Potency comparisons between CAPITROL and 8-HOUR BAYER depend on the specific clinical indication. These are agents from distinct pharmacological classes and are not directly interchangeable by dose. A physician or clinical pharmacist should guide any therapeutic switching decisions.
The standard adult dose of CAPITROL is: Apply 1 m L of 1% shampoo twice weekly for 4 weeks, then weekly for maintenance. Use on wet hair, lather for 2-3 minutes, rinse thoroughly.. The standard adult dose of 8-HOUR BAYER is: 325-650 mg every 8 hours for pain/fever; 81-325 mg daily for cardiovascular prophylaxis.. Dosing should always be individualized based on indication, renal and hepatic function, age, and other patient factors.
No direct drug-drug interaction has been formally documented between CAPITROL and 8-HOUR BAYER in current clinical databases. However, individual patient risk factors including other medications, organ function, and comorbidities should always be evaluated by a qualified healthcare provider.
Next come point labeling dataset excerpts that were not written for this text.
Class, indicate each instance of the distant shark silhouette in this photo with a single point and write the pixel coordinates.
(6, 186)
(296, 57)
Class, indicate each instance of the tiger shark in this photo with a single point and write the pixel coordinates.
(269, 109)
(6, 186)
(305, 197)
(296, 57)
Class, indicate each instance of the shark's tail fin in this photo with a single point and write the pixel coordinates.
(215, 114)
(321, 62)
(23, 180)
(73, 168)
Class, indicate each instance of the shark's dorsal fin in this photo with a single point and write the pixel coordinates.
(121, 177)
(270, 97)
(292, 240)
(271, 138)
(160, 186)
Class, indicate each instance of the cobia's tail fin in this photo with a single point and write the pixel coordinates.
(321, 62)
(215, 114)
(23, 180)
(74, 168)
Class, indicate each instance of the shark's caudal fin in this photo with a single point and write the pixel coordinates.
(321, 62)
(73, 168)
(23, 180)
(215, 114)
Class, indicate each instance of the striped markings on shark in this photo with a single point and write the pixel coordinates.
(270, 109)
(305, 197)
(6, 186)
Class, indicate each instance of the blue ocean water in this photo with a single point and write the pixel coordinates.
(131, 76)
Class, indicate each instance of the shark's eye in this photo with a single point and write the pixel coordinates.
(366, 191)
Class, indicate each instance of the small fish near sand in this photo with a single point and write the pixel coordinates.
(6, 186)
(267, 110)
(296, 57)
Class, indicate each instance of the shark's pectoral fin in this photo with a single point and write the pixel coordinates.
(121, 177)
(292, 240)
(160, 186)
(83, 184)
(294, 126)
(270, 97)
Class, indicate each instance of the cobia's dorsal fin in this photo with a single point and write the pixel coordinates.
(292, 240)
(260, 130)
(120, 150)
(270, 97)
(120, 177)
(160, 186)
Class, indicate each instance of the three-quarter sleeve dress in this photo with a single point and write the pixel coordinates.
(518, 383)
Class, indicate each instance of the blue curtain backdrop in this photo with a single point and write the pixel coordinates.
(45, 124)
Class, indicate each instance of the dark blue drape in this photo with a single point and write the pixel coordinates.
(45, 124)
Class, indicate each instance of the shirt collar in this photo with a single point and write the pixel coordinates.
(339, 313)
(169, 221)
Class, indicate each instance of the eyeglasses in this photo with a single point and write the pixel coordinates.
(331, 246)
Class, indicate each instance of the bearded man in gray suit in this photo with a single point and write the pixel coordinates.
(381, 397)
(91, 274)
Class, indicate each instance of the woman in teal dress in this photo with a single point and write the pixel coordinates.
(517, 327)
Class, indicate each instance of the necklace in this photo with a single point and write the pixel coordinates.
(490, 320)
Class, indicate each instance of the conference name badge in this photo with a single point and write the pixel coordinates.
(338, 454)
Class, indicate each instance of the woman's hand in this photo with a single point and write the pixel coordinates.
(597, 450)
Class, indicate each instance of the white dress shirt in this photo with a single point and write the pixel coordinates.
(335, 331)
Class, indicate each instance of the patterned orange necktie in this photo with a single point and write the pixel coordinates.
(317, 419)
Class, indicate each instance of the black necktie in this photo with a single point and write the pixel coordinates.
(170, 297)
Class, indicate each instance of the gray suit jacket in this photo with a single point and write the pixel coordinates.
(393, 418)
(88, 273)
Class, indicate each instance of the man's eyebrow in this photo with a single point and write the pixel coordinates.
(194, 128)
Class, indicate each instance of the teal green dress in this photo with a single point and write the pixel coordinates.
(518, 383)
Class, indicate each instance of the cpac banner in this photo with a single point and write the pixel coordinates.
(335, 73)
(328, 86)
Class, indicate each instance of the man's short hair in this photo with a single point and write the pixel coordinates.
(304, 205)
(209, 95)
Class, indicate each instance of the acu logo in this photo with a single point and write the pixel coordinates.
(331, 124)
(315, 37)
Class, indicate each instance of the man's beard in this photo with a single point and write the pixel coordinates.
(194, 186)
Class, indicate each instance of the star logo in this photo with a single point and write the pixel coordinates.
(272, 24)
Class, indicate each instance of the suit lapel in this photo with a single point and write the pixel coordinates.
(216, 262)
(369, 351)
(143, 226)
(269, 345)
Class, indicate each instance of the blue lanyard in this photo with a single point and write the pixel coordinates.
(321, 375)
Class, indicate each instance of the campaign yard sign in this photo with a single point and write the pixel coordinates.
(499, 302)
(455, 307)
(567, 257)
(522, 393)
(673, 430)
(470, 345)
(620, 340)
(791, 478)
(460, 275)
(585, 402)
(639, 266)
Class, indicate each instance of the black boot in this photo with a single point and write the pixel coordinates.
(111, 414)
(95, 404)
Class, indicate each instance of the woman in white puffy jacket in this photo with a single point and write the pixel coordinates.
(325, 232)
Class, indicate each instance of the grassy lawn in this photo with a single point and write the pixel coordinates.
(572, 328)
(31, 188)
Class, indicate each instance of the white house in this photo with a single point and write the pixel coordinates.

The maternal-fetal safety profiles differ. CAPITROL is classified as Category C. No adequate human studies; animal studies not available. Only minimal systemic absorption occurs with topical scalp application; theoretical risk low. First trimester: unlikely to . 8-HOUR BAYER is classified as Category C. First trimester: No well-controlled studies. Avoid use unless clearly needed. Second and third trimesters: Aspirin should be avoided due to risk of premature closure of ductus arte. Always consult a maternal-fetal medicine specialist before taking either drug during pregnancy or lactation.